How could she even consider turning to such a life?
It was one of a thousand questions, but the more she replayed them without answers, one resounding truth was clear.
She was a stranger to the forest and a stranger to her people.
She was an alien.
She was alone.
The wall was less than a hundred meters away. She could hear branches breaking in the distance on either side as soldiers closed in to intercept her.
She ran harder. Her entire body ached.
The stone was so bright against the sunrise that it glowed. She ached to touch it like it might heal her torment. She had to.
Her illness had crippled her judgment, made her vulnerable, and she’d exchanged the mercy of her death sentence for the punishing sensation of Ryson’s hands, worsened only by the bond of his honesty.
By cien, how she missed him. She so desperately missed him.
With all of the force in her body, she slammed into the white walls. Her hands flattened against them, breath leaving her in a single struggling gasp and the touch of those walls vanquished any thoughts of the forest from her mind.

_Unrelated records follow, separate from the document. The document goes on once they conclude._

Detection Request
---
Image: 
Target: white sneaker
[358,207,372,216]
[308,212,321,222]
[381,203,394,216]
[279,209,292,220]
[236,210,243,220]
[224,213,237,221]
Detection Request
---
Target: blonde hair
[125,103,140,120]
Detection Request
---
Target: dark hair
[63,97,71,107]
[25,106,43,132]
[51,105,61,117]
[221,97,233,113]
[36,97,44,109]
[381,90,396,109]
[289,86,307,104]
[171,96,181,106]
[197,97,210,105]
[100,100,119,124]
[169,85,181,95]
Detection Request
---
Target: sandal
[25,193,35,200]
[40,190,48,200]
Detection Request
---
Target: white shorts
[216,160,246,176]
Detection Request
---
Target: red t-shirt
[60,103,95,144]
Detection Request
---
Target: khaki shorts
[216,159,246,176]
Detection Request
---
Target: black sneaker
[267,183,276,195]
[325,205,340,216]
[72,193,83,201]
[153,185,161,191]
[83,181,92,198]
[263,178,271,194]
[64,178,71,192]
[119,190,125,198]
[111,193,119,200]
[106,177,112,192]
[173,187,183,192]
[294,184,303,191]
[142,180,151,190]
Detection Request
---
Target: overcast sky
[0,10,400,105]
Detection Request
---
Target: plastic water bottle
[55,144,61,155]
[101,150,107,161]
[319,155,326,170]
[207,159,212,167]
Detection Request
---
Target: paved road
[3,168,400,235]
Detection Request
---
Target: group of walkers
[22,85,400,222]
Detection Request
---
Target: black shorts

She pressed her body to the warm stones and collapsed with all of the weakness she’d fought back in the final days of her journey.

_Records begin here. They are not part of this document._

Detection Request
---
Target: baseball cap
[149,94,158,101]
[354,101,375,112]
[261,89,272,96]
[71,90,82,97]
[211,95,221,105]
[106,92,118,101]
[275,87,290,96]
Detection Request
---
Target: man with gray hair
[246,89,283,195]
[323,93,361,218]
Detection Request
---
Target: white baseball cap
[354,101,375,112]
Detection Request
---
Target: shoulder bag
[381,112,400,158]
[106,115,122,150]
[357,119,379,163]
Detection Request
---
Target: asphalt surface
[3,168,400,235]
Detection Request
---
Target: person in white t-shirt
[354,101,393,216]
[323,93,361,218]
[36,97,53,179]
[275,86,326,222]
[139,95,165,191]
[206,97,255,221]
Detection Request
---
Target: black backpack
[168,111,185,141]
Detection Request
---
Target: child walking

She was many things, but at last now she was home.
She determined that she could leave all of her troubling thoughts on this side of the wall. Once she crossed the gates, the version of her from the forest would remain there, a helpless, wandering girl, who learned too much too late.
Once she crossed the gates, she’d be royalty, and no matter what discipline, pain or hardship it took, she would never let herself be helpless again.
†††
Her journey was over. Her return into the city was a blur of explanations and awe as soldiers verified her identity. The world was a rush of whispers that Clea floated through in a silent haze. Time slipped by, stopping only once when she was offered a blessed box.

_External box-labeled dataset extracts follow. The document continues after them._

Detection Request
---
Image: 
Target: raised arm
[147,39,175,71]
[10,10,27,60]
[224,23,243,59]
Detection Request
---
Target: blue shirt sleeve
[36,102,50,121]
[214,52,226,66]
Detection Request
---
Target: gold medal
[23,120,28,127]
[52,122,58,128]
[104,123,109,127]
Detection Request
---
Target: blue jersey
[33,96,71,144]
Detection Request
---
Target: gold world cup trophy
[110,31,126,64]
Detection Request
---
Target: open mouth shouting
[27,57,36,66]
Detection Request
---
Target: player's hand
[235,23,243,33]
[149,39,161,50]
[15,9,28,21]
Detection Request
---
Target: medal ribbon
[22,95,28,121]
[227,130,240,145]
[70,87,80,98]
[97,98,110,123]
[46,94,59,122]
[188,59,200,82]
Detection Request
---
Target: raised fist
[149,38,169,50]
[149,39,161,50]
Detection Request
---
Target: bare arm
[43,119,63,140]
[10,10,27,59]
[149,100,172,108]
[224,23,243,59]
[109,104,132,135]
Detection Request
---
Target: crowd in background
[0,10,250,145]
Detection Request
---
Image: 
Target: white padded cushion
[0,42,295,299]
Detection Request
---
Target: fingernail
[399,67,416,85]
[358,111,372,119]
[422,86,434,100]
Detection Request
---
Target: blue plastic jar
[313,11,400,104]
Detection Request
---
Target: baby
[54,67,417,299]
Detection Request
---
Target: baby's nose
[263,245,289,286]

She realized she was standing in a familiar waiting room, adorned with Loda’s colors of sky blue, white and gold, with wide windows created to invite the light. The entire castle was like this, the architecture worshiping the sky.
“Your highness,” the soldier prompted again as she stared at the box, wondering for a moment what it was for and then remembering as she recalled the reason for her journey in the first place.
She lifted her dirtied fingers to the back of her neck and undid the silver clasp of the medallion. She watched it dangle and spin in the light before lowering it slowly in the box, chain and all. The crack across the front still seethed ominously.
She eyed it now in the trappings of its prison.
“Destroy it,” she said, not knowing to whom she spoke as she watched the black gem which was soon eclipsed in the shadow of the box lid and then gone altogether. After that, the world ran normally again, giving her enough time to collect herself before she was led to two double doors and left there at last.
Clea opened the doors and stepped into a dimly lit room, an open window in the corner allowing natural light to filter in and spill over the bed. Everything had been moved and rearranged, perhaps a reflection of her father’s own restless habits. She’d inherited those from him. Now a lot of thefurniture was pushed and piled in the corner of the room. Clea recognized several pieces of her mother’s, as if her father had pushed them out of sight but couldn’t get rid of them.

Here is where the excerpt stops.